Indian television series

Ranju Ki Betiyaan is an Indian television drama series produced under Rashmi Sharma Telefilms. It stars Reena Kapoor, Ayub Khan, Karan Khandelwal, Jeevansh Chadha, Monika Chauhan and Roopal Tyagi.

==Plot==
After her husband Guddu leaves Ranju for another woman, Lalita, Ranju bravely stands her ground in a male-dominated society and raises her four daughters and helps them fulfil their ambitions. Her eldest daughter, Shalu, is expert in studies; the second, Bulbul, is a boxer; third, Muskaan, is an expert in mechanics and youngest, Tiya, plays football. Ranju once worked in a sewing center and Shalu started to work in a construction site to earn money. Guddu brings a marriage proposal for Shalu and the destiny bring Guddu, Ranju and their daughters face to face. Vishesh, who loves Shalu, also works there. Lalita envies the happy-go-lucky life of Ranju and her daughters. She damages the sewing center of Ranju and confiscates their house.

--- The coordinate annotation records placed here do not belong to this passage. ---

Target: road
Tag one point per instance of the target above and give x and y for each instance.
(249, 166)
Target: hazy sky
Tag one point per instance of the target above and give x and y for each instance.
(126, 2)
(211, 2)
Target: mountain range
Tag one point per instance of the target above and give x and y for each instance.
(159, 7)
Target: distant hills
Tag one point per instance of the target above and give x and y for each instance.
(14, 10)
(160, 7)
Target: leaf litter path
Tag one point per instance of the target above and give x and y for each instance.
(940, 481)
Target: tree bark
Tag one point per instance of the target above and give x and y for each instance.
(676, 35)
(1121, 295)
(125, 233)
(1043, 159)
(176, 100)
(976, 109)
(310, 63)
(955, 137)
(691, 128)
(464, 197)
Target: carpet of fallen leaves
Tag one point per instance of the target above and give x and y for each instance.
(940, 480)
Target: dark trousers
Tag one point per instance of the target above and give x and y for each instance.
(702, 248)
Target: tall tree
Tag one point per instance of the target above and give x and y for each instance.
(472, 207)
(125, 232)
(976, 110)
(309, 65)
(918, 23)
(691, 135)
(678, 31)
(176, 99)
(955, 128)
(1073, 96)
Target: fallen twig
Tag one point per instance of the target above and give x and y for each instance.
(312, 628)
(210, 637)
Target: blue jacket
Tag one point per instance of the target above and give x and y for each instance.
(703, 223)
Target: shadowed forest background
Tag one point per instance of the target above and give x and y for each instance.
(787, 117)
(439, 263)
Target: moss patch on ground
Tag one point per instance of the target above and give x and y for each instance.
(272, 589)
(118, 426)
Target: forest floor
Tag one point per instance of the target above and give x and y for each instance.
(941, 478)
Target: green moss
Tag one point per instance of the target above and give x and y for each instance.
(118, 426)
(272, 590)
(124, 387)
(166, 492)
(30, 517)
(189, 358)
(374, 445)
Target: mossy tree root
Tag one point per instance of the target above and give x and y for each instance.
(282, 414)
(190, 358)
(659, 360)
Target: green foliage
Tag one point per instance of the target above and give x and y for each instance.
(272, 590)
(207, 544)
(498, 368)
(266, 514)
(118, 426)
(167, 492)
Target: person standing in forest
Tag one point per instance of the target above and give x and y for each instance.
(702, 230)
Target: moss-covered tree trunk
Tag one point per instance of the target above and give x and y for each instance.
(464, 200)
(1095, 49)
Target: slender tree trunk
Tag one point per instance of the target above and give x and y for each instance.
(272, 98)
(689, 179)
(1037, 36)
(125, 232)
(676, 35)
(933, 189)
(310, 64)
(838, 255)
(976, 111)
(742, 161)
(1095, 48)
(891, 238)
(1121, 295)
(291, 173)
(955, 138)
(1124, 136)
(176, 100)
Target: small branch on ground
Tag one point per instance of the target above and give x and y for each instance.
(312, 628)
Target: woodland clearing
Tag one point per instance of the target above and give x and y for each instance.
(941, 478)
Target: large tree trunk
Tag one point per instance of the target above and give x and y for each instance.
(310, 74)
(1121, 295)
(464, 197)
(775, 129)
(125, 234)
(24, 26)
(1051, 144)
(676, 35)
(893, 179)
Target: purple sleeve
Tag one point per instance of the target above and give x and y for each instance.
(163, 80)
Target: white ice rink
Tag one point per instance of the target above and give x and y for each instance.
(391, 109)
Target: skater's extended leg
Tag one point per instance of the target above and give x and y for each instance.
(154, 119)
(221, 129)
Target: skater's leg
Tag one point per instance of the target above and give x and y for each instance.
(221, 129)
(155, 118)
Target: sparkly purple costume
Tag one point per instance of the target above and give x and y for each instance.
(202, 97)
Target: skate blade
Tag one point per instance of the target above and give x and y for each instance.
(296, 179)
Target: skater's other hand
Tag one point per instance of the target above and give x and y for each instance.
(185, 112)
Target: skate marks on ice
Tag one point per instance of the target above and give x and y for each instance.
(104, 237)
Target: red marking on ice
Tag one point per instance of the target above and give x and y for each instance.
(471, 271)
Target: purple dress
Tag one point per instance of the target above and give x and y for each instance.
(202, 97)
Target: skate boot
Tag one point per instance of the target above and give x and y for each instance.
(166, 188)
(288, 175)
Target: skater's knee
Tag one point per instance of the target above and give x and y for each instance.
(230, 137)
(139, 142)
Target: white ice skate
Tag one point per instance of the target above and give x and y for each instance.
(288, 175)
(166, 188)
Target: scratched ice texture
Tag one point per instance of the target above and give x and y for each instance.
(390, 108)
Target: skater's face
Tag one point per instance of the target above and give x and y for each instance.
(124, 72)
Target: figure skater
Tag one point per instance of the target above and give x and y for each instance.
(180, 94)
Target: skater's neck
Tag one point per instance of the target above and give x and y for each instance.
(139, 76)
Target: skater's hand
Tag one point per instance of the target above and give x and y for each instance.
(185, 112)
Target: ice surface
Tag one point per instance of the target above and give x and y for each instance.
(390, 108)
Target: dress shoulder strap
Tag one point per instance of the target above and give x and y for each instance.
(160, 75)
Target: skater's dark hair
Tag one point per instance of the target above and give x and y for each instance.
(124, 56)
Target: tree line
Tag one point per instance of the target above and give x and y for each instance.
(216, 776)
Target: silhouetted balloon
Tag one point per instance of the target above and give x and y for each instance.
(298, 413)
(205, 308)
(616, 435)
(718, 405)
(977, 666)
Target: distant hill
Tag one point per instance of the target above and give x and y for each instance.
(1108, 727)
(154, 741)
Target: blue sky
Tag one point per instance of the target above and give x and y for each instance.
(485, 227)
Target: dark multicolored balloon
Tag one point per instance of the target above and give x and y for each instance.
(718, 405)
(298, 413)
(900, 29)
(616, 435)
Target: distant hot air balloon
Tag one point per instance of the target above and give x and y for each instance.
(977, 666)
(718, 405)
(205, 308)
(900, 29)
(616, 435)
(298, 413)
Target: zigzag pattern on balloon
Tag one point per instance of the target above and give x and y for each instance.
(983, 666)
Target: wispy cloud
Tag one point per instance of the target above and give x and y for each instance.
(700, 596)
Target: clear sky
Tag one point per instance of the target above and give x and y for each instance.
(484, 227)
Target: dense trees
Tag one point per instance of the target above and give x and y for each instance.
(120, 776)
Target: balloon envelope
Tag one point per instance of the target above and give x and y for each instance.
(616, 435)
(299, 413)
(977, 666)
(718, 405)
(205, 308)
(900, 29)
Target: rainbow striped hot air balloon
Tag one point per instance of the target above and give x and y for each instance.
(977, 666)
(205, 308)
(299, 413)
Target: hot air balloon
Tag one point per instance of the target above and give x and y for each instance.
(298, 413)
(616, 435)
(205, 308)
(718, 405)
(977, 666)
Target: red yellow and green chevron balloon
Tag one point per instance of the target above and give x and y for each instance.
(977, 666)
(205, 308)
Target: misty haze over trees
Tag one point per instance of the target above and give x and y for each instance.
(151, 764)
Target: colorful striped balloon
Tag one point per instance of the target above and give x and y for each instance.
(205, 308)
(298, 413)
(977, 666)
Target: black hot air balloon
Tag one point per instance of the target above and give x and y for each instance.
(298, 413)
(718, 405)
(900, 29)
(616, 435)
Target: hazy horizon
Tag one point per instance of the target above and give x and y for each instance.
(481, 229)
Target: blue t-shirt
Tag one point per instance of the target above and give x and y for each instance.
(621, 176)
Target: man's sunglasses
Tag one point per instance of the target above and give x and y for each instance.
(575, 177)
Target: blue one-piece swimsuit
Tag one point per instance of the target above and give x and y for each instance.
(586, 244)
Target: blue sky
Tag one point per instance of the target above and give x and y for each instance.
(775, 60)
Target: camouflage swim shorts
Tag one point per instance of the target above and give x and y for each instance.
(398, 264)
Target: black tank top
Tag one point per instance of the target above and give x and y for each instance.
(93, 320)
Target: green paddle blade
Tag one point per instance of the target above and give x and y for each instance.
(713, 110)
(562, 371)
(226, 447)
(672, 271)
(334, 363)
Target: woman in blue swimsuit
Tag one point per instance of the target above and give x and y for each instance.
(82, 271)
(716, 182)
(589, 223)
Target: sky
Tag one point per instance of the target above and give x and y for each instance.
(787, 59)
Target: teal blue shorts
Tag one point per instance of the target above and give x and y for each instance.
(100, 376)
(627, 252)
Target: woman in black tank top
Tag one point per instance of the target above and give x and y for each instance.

Then, the complete family of Ranju comes to live in Lalita's house which infuriates Lalita as Guddu's mother, Shanti and Ranju become closer to Guddu. She unsuccessfully tries to have Ranju and her daughters expelled from her house. Then, she obtains the whole property of Guddu Mishra on her name but Guddu Mishra discovers that she created Ranju's problems. Then, Guddu leaves Lalita and comes with Ranju and their family.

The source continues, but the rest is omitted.